In 2008 the Touchstone Service User Evaluation Group was
established, which evaluates services from a customer perspective. Now with more than 1,000 users, the cross-organisational scheme gives those affected the chance to help run the charity, through opportunities such as sitting on the compliments and complaints audit panel. The strategy has attracted praise from the charity’s two main funders, Leeds PCT and Leeds City Council Adult Social Care department.

Their December 2009 report concluded: “The review team wer struck by the quality of service user involvement that appears to run throughout the organisation… This approach was highlighted by many service users and stakeholders as being one of the key successes of this organisation.”

Lifeblood: The Thrombosis Charity

Preventing deaths from venous thromboembolism

Lifeblood was formed in 2002 in recognition of the scale of the condition venous thromboembolism (VTE) and has been campaigning ever since for the Department of Health to prioritise VTE prevention and to drive this prevention through compulsory risk assessment on admission. The charity is recognised after its lobbying helped ensure the DoH agreed to put VTE risk assessment at the top of its agenda in the 2010 NHS Operating Framework.

A key milestone came in 2005 when a Health Select Committee, precipitated by Lifeblood, took oral and written evidence from the charity and indentified that each year 25,000 people die from VTE contracted in hospital. This is more than the combined total of deaths from breast cancer, Aids and traffic accidents, all the more alarming when most of the deaths are preventable using simple and cost-effective methods.

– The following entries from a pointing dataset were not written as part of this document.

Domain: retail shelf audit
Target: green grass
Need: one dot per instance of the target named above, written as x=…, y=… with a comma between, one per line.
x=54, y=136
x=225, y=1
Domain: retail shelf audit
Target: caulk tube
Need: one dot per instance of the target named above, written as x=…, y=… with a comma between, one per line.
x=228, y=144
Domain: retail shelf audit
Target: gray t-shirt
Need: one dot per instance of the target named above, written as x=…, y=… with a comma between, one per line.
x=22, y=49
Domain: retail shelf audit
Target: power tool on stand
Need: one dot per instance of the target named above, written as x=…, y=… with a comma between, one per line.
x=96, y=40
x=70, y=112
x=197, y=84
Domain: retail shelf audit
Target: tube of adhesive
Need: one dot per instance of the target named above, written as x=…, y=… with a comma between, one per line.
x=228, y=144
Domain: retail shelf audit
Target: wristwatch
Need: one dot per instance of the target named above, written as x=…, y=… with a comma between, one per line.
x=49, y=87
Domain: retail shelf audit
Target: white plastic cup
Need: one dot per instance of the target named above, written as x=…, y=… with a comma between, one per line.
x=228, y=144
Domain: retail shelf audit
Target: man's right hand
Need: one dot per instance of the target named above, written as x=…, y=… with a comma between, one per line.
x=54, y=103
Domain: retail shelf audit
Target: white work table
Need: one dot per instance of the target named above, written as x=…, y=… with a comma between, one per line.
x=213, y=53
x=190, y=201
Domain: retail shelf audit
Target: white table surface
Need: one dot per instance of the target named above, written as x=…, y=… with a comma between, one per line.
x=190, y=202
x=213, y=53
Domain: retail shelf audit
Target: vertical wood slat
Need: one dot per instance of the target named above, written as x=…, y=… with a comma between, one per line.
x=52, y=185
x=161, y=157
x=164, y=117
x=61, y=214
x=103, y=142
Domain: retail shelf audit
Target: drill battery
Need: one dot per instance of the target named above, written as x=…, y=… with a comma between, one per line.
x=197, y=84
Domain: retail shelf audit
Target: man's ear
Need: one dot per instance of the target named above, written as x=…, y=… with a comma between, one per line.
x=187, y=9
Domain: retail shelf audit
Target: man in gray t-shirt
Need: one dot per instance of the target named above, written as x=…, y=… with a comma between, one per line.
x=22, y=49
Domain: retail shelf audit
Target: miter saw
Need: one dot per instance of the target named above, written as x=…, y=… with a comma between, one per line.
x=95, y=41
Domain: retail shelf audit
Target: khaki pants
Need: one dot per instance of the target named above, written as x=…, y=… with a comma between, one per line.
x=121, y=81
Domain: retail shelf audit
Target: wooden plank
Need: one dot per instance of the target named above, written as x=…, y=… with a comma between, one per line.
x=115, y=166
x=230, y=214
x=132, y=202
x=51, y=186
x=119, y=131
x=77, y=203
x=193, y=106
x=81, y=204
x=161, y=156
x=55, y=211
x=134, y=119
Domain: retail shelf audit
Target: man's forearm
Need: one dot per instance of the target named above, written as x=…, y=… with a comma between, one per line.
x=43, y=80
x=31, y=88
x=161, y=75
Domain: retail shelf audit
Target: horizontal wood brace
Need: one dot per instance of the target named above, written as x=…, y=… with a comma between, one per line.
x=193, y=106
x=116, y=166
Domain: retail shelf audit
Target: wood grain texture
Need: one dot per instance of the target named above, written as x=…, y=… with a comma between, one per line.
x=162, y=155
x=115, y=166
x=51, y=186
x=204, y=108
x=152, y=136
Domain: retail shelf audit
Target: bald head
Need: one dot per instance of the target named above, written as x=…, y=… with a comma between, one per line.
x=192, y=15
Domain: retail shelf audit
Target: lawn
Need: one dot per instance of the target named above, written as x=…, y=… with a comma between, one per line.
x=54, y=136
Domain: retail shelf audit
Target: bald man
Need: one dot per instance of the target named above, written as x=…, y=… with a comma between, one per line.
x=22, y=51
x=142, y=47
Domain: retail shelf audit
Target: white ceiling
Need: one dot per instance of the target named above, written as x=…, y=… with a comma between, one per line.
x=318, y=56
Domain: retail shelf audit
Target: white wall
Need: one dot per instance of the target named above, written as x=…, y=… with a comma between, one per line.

The challenge was to raise the profile of a relatively technical medical issue with NHS leaders, politicians and the general public. Tactics included submitting Freedom of Information requests, hosting national VTE events, making political representations and producing parliamentary briefings with the all-party parliamentary thrombosis group. The programme was managed and implemented with
Insight Public Affairs, an agency which was paid for by pharmaceutical company sanofi-aventis. As a result the campaign was undertaken with a budget of less than £180,000 and with costs not exceeding £10,000.